Lastly it gives them an open field to market they system for several months leading up to the much more expensive and much more congested holiday season. I think you can make an argument for the Switch's portability and Nintendo's key demographic (the under 15's) as a prime audience to hit in the spring prior to summer vacations and family trips where good word of mouth can be spread to family and friends as well. The lack of launch software won't seem like a big deal as it'll have Zelda to headline and enough respectable alternatives to give everyone 2-3 games worth owning.
The real problem I see the Switch having is justifying the overall package cost. $300 for a system with no game, $60 per game, $70 for a good second controller, $80 for additional joycons, $30 just to have a charging grip for the included joycons. Sure, a good sized MicroSD isn't that expensive but with only 32 GB included it's yet another thing you need to buy for the device. It feels like nickel and diming the customer but instead of asking for nickels and dimes they're asking for $10's and $20's more than they and the industry at large has traditionally priced at. That doesn't get better by putting off launch a few months. In fact, the sooner they start moving systems and restocking the pipeline the sooner they can hit an economy of scale related price drop on all of this new tech of dubious worth that is, presumably, driving these inflated prices.

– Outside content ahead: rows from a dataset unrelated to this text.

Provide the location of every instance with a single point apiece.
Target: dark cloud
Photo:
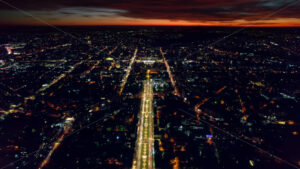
(190, 10)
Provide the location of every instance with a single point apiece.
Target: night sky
(152, 12)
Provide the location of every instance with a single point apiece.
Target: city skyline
(253, 13)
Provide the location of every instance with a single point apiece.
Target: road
(144, 149)
(176, 91)
(128, 70)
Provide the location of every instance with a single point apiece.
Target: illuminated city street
(144, 150)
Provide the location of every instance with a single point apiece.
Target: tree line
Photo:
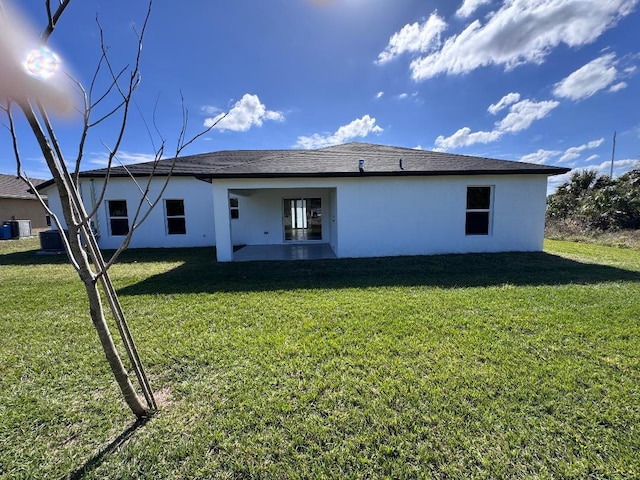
(598, 202)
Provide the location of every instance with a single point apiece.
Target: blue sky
(544, 81)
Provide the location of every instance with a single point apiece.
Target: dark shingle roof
(335, 161)
(13, 187)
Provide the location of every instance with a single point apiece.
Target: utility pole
(613, 154)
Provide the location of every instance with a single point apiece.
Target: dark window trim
(479, 221)
(175, 224)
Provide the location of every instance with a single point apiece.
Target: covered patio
(298, 251)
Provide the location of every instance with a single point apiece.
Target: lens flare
(41, 63)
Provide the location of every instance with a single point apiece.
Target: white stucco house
(361, 200)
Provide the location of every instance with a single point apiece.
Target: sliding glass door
(302, 219)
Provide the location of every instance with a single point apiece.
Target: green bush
(598, 202)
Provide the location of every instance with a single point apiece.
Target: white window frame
(488, 211)
(168, 217)
(116, 217)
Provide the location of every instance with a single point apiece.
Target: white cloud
(468, 7)
(572, 153)
(520, 117)
(246, 113)
(617, 87)
(359, 128)
(505, 101)
(416, 37)
(588, 79)
(523, 114)
(521, 31)
(540, 157)
(465, 137)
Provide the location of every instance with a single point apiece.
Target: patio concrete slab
(307, 251)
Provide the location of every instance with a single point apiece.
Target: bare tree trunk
(120, 373)
(77, 223)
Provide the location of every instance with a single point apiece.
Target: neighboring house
(363, 200)
(17, 203)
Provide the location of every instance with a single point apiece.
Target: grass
(460, 366)
(574, 232)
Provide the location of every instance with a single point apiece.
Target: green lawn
(459, 366)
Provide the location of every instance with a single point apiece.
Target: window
(176, 221)
(234, 209)
(118, 219)
(478, 210)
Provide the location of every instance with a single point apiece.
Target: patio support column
(224, 246)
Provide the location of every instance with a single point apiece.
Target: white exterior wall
(415, 216)
(198, 204)
(362, 216)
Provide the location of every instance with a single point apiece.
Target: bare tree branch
(53, 18)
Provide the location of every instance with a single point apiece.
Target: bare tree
(112, 103)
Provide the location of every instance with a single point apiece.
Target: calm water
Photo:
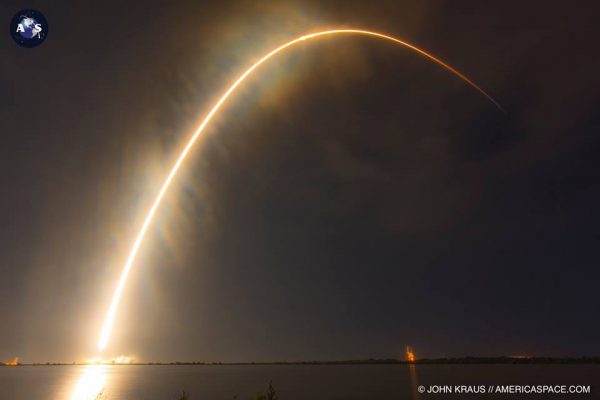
(291, 382)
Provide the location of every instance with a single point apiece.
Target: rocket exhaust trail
(110, 316)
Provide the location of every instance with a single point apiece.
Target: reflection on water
(90, 384)
(414, 381)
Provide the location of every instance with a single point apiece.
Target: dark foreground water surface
(291, 382)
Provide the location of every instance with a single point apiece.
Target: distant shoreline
(425, 361)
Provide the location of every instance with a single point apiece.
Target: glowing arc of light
(108, 322)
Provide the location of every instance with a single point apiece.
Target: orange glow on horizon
(112, 310)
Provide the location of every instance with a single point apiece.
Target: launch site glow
(118, 293)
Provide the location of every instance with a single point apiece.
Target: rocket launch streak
(110, 316)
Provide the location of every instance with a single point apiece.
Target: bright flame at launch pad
(112, 310)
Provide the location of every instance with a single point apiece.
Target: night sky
(352, 198)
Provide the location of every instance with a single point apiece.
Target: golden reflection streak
(91, 383)
(110, 316)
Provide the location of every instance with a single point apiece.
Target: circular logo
(29, 28)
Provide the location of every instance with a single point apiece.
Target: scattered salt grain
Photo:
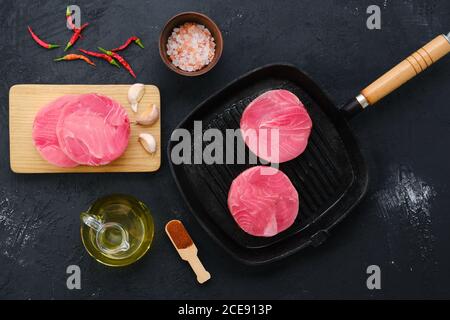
(191, 47)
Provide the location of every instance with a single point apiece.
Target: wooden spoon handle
(407, 69)
(199, 269)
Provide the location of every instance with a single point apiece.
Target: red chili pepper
(101, 56)
(127, 43)
(120, 59)
(76, 35)
(41, 42)
(70, 57)
(69, 19)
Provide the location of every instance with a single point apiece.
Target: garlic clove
(148, 142)
(135, 94)
(149, 117)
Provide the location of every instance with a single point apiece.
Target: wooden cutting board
(25, 100)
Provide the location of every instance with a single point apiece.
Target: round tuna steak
(44, 133)
(263, 201)
(276, 126)
(93, 130)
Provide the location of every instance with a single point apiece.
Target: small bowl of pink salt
(190, 44)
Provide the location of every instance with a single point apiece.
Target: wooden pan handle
(401, 73)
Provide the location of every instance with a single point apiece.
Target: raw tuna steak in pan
(263, 201)
(281, 110)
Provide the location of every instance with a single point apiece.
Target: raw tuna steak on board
(44, 133)
(93, 130)
(280, 110)
(263, 201)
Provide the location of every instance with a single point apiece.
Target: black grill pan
(330, 176)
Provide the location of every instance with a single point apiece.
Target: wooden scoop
(186, 248)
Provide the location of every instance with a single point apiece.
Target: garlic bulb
(148, 142)
(135, 94)
(148, 117)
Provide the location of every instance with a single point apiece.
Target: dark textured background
(402, 224)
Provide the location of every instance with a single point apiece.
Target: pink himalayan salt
(191, 47)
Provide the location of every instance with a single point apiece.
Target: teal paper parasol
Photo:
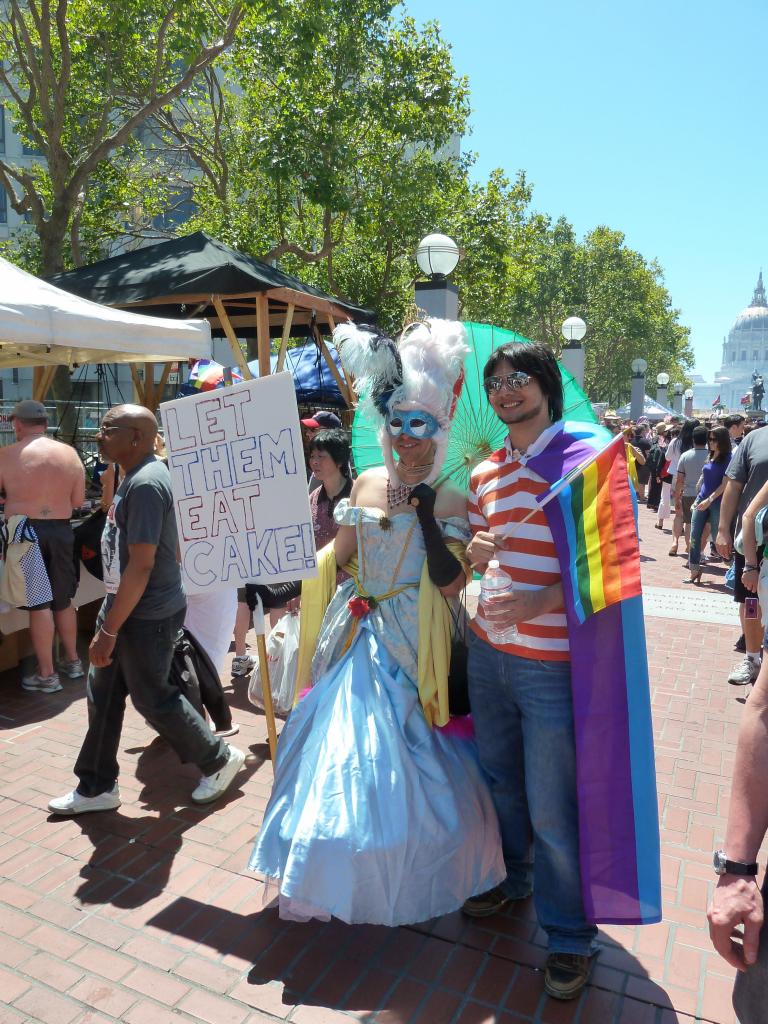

There are a lot of things about the Switch I disagree with but the timing of launch isn't one of them. Besides, if they'd waited until the holidays what would they have done with Breath of the Wild? Release on Wii U six months earlier and weaken a major selling point for the Switch? Cancel the Wii U version and undoubtedly get hit with a class action law suit they would surely loose? Or push the Wii U version back even further, requiring continued acknowledgement of that failure on their record? I mean, clearly the last is the best option but only because it is a collection of minor negatives without a single positive while the other choices carry at least one major negative.